Temporary migrant workers in Russia consists of about 7 million people. Most of the temporary workers come from Central Asia (mostly from Uzbekistan, Tajikistan and Kyrgyzstan), the South Caucasus (mostly from Armenia and Azerbaijan), and East Asia (mostly from poor areas of China, from Vietnam and Laos). Most of them work in the construction, cleaning and in the household industries. They primarily live in cities such as Moscow and Moscow Oblast, Saint Petersburg, Yekaterinburg, Novosibirsk, Kazan, Nijniy Novgorod, Vladivostok, Samara, Krasnodar, Ufa, Sochi, Khabarovsk, Krasnoyarsk, Chelyabinsk, Rostov on Don, Volgograd, Omsk, Tyumen, Voronezh, Perm and others. The mayor of Moscow said that Moscow cannot do without worker migrants. New laws are in place that require worker migrants to be fluent in Russian, know Russian history and laws.

==Emigration==

The 2022 Russian invasion of Ukraine has led to considerable emigration, with over 300,000 Russian citizens and residents estimated to have left Russia by mid-March 2022, at least 500,000 by the end of August 2022, and an additional 400,000 by early October.
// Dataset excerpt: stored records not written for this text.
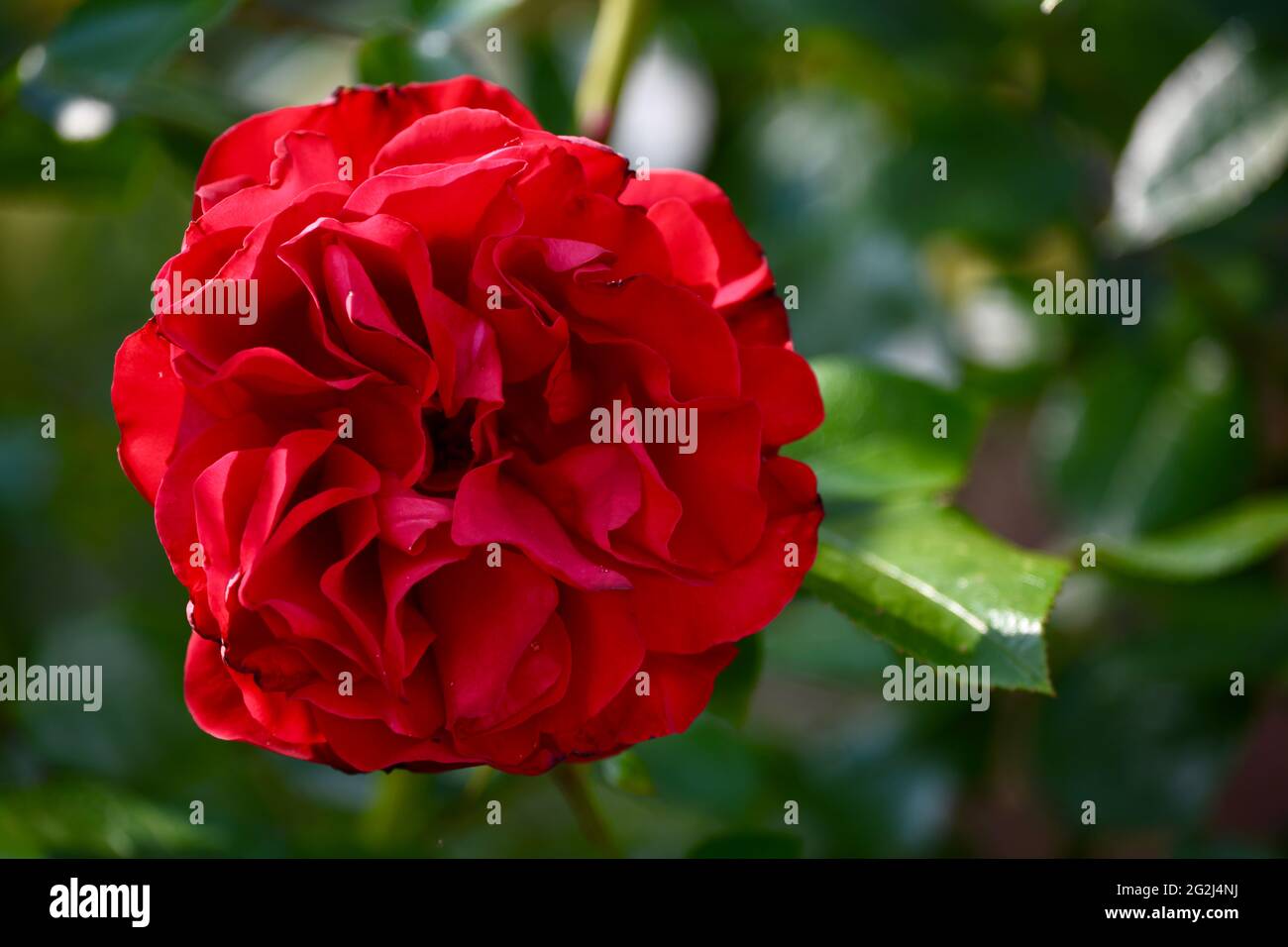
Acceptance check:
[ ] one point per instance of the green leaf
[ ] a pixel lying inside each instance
(877, 436)
(935, 585)
(1218, 545)
(735, 684)
(1175, 172)
(748, 845)
(626, 772)
(85, 818)
(103, 47)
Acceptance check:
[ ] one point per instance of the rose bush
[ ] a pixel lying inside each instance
(400, 544)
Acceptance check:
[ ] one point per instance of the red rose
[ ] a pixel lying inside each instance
(364, 411)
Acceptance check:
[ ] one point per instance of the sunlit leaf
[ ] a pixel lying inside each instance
(940, 587)
(1212, 137)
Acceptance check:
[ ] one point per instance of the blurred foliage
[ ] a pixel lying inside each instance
(914, 299)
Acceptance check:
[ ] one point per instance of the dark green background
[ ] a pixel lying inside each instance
(1094, 428)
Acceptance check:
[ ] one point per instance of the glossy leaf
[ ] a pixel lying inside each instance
(940, 587)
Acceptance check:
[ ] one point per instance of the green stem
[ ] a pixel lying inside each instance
(617, 31)
(571, 781)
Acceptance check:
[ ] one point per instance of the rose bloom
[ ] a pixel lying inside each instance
(400, 544)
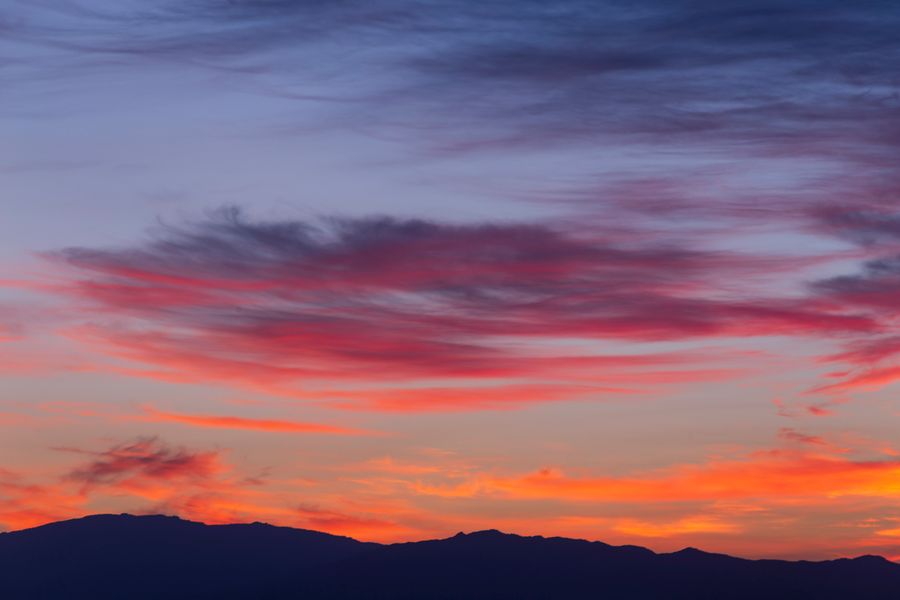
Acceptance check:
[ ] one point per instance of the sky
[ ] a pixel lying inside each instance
(394, 269)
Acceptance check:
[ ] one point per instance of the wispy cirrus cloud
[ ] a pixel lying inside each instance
(231, 422)
(386, 300)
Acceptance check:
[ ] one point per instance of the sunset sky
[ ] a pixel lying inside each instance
(393, 269)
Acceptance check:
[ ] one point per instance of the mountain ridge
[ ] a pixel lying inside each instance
(154, 556)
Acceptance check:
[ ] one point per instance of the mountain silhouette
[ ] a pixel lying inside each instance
(141, 557)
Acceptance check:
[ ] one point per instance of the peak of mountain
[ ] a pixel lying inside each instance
(142, 557)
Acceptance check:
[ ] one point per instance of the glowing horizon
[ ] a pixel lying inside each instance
(397, 269)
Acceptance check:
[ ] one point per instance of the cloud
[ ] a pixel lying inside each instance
(765, 476)
(805, 75)
(385, 300)
(144, 460)
(230, 422)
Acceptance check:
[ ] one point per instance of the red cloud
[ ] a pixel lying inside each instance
(380, 300)
(227, 422)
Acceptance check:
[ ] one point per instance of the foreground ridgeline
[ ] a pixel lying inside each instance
(123, 556)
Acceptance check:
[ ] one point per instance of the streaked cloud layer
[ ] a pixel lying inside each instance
(399, 268)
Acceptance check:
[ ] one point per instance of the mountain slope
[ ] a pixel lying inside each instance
(122, 556)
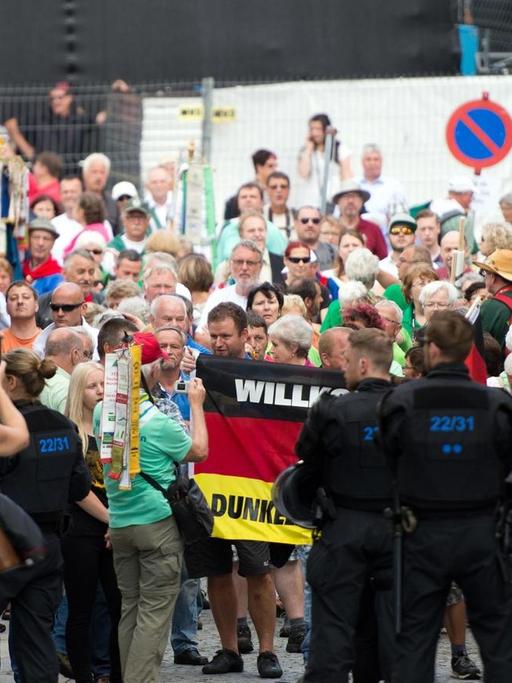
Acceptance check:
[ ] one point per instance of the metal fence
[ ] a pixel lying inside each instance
(85, 119)
(494, 21)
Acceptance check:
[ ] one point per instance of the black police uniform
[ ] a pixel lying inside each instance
(338, 446)
(449, 441)
(41, 479)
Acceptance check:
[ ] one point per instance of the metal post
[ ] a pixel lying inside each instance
(328, 154)
(206, 134)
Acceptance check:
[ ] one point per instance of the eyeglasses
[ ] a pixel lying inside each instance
(401, 230)
(392, 322)
(65, 308)
(435, 304)
(242, 262)
(299, 259)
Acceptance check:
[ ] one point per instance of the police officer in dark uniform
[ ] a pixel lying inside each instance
(449, 443)
(338, 446)
(41, 479)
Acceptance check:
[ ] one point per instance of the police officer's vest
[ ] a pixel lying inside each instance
(449, 460)
(38, 478)
(356, 475)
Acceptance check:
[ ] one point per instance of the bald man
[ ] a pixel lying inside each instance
(65, 348)
(331, 347)
(67, 307)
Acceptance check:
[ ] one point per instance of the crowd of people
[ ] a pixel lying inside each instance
(289, 285)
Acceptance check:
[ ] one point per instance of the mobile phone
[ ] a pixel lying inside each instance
(181, 387)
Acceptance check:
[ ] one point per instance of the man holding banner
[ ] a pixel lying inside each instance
(339, 449)
(254, 412)
(147, 545)
(227, 326)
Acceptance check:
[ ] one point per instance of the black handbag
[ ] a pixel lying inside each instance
(188, 504)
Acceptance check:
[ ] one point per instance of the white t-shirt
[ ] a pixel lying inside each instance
(68, 229)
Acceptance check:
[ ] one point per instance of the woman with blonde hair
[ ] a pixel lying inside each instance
(88, 560)
(42, 479)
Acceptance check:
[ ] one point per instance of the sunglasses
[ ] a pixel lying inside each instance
(65, 308)
(401, 230)
(299, 259)
(248, 262)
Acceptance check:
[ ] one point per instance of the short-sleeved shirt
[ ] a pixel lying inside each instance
(162, 442)
(55, 393)
(495, 318)
(10, 341)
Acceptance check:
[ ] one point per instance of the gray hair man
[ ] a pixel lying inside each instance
(245, 266)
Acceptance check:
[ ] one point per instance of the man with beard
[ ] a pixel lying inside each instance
(172, 341)
(39, 268)
(401, 234)
(245, 267)
(80, 268)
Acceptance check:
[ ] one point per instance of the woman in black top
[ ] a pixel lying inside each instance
(87, 553)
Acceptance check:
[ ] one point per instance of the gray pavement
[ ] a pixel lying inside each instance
(208, 644)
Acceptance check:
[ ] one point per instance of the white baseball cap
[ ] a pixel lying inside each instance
(124, 188)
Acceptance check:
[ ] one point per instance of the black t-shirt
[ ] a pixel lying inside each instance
(81, 522)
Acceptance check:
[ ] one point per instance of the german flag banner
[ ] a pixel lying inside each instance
(254, 413)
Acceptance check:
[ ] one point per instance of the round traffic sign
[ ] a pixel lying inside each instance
(479, 133)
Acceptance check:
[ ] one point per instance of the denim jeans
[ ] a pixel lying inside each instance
(186, 612)
(100, 633)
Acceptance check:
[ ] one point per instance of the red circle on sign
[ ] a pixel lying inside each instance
(461, 115)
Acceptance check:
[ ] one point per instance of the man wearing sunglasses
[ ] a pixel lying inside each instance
(67, 306)
(307, 227)
(277, 210)
(401, 234)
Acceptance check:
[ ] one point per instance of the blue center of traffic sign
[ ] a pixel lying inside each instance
(479, 133)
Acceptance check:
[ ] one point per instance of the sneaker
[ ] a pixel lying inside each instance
(465, 669)
(244, 639)
(65, 666)
(224, 662)
(285, 629)
(268, 665)
(295, 639)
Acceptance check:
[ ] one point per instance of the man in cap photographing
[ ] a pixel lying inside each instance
(350, 200)
(497, 312)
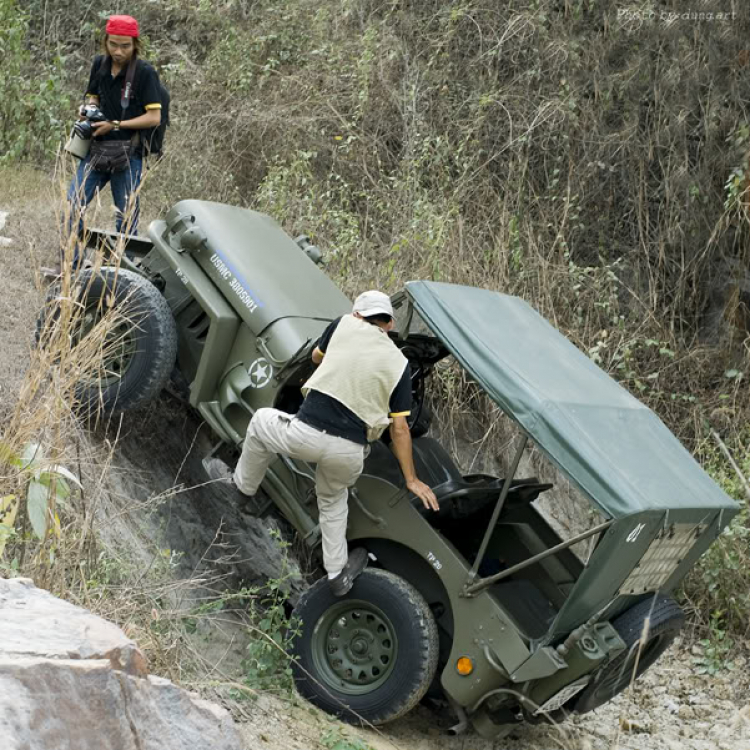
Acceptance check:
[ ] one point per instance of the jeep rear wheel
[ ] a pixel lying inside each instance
(665, 621)
(370, 655)
(139, 348)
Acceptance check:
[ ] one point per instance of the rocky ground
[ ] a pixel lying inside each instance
(672, 706)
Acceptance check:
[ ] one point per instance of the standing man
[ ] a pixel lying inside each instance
(362, 386)
(126, 90)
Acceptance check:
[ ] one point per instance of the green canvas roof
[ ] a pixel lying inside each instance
(614, 448)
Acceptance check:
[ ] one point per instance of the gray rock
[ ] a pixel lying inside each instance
(72, 681)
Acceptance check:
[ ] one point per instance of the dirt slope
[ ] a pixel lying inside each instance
(671, 707)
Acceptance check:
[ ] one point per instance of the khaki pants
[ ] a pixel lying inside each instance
(339, 464)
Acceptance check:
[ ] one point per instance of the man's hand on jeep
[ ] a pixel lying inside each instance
(102, 128)
(424, 493)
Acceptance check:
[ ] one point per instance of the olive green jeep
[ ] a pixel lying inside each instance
(482, 603)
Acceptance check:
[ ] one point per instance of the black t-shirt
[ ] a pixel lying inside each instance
(145, 94)
(329, 415)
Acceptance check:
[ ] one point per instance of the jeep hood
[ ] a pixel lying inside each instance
(615, 449)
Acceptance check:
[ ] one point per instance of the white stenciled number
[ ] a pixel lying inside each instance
(633, 535)
(260, 372)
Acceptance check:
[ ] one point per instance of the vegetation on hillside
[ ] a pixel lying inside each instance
(587, 156)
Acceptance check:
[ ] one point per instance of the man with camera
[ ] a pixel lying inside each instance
(122, 104)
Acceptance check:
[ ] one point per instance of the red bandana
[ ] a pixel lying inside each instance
(122, 26)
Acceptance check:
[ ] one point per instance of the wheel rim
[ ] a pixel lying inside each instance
(118, 350)
(354, 647)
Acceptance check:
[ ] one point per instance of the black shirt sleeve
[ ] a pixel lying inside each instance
(93, 85)
(325, 338)
(147, 89)
(400, 403)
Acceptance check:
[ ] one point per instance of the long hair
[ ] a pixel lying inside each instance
(136, 46)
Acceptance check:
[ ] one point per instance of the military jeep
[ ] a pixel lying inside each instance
(482, 603)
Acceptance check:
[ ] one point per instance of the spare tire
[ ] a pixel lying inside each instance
(140, 340)
(665, 620)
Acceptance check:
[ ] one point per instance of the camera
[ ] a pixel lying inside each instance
(92, 113)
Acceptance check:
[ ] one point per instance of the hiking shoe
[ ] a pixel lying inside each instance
(343, 582)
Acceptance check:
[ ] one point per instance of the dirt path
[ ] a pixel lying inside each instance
(670, 707)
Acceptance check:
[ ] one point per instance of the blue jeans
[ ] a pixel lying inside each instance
(87, 181)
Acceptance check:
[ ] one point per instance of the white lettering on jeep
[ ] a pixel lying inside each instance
(243, 295)
(236, 286)
(221, 267)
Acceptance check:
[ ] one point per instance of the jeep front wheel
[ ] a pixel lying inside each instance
(369, 656)
(138, 344)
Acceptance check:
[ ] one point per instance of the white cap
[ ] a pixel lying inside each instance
(373, 303)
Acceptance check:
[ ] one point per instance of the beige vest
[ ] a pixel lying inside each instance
(360, 369)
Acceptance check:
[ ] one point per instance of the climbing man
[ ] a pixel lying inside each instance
(362, 386)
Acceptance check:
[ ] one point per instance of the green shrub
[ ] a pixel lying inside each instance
(718, 587)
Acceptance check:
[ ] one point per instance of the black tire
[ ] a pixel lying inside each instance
(143, 350)
(665, 622)
(370, 655)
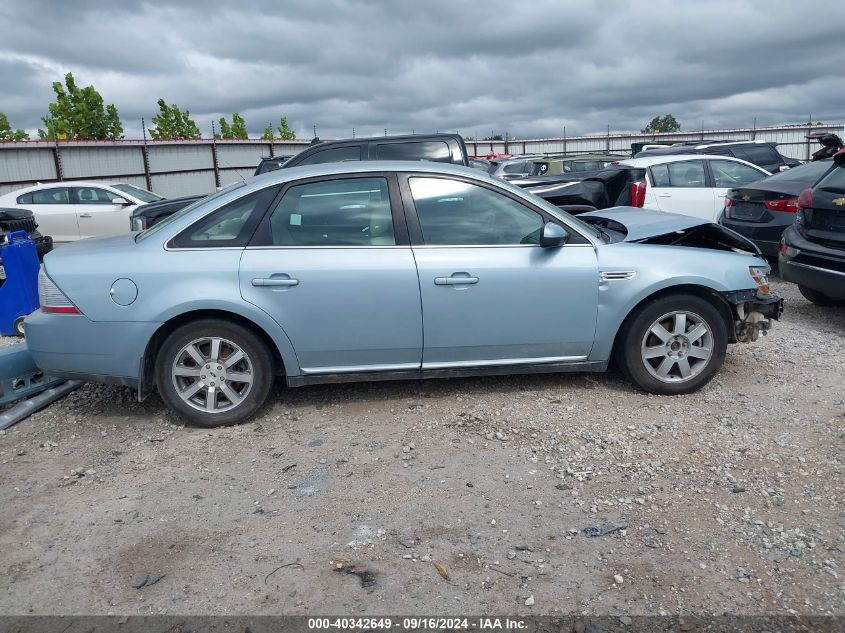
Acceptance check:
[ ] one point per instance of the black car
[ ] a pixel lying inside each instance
(761, 153)
(271, 163)
(438, 148)
(762, 210)
(812, 253)
(146, 215)
(24, 220)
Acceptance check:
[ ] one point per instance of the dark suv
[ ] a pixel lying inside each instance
(761, 153)
(438, 148)
(812, 252)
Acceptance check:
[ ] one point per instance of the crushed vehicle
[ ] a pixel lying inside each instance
(812, 251)
(385, 270)
(763, 209)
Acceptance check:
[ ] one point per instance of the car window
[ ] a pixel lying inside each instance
(230, 225)
(514, 168)
(340, 212)
(136, 192)
(727, 173)
(333, 155)
(808, 173)
(433, 151)
(452, 212)
(688, 173)
(58, 195)
(94, 195)
(761, 154)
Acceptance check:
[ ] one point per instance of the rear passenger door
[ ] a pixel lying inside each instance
(55, 214)
(332, 264)
(682, 187)
(97, 213)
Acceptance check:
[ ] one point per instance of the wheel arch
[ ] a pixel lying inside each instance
(282, 361)
(708, 294)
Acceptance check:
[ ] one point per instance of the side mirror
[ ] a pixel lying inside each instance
(553, 235)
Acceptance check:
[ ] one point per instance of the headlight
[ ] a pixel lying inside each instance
(760, 275)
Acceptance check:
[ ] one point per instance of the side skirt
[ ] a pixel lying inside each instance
(462, 372)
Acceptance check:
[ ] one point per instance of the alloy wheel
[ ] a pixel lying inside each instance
(212, 374)
(677, 346)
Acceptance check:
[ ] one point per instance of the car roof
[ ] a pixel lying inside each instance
(648, 161)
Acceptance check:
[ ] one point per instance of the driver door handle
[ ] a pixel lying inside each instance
(274, 281)
(457, 279)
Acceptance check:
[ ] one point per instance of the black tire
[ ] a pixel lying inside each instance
(257, 363)
(635, 337)
(820, 299)
(19, 326)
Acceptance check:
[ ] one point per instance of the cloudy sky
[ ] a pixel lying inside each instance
(474, 66)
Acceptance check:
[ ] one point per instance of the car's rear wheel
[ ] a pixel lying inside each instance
(820, 299)
(673, 345)
(214, 372)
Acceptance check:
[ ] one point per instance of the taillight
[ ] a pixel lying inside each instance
(52, 299)
(790, 205)
(805, 200)
(638, 193)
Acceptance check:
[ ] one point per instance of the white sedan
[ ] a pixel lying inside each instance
(691, 184)
(68, 211)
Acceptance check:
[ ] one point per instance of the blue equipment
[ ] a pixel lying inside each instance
(19, 291)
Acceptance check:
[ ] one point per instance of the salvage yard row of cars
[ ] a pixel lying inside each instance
(349, 262)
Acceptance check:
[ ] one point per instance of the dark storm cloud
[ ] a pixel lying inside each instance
(529, 68)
The total number of political refugees, economic migrants, and conscientious objectors is thought to be more than 900,000. In addition to evading criminal prosecution for opposing the invasion, and fear of being conscripted after President Vladimir Putin's 21 September 2022 announcement of partial mobilization, those fleeing voiced reasons such as disagreement with the war, the uselessness and cruelty of the war, sympathy for Ukraine, disagreement with the political roots of the war with Ukraine, the rejection of killing, and an assessment that Russia is no longer the place for their family.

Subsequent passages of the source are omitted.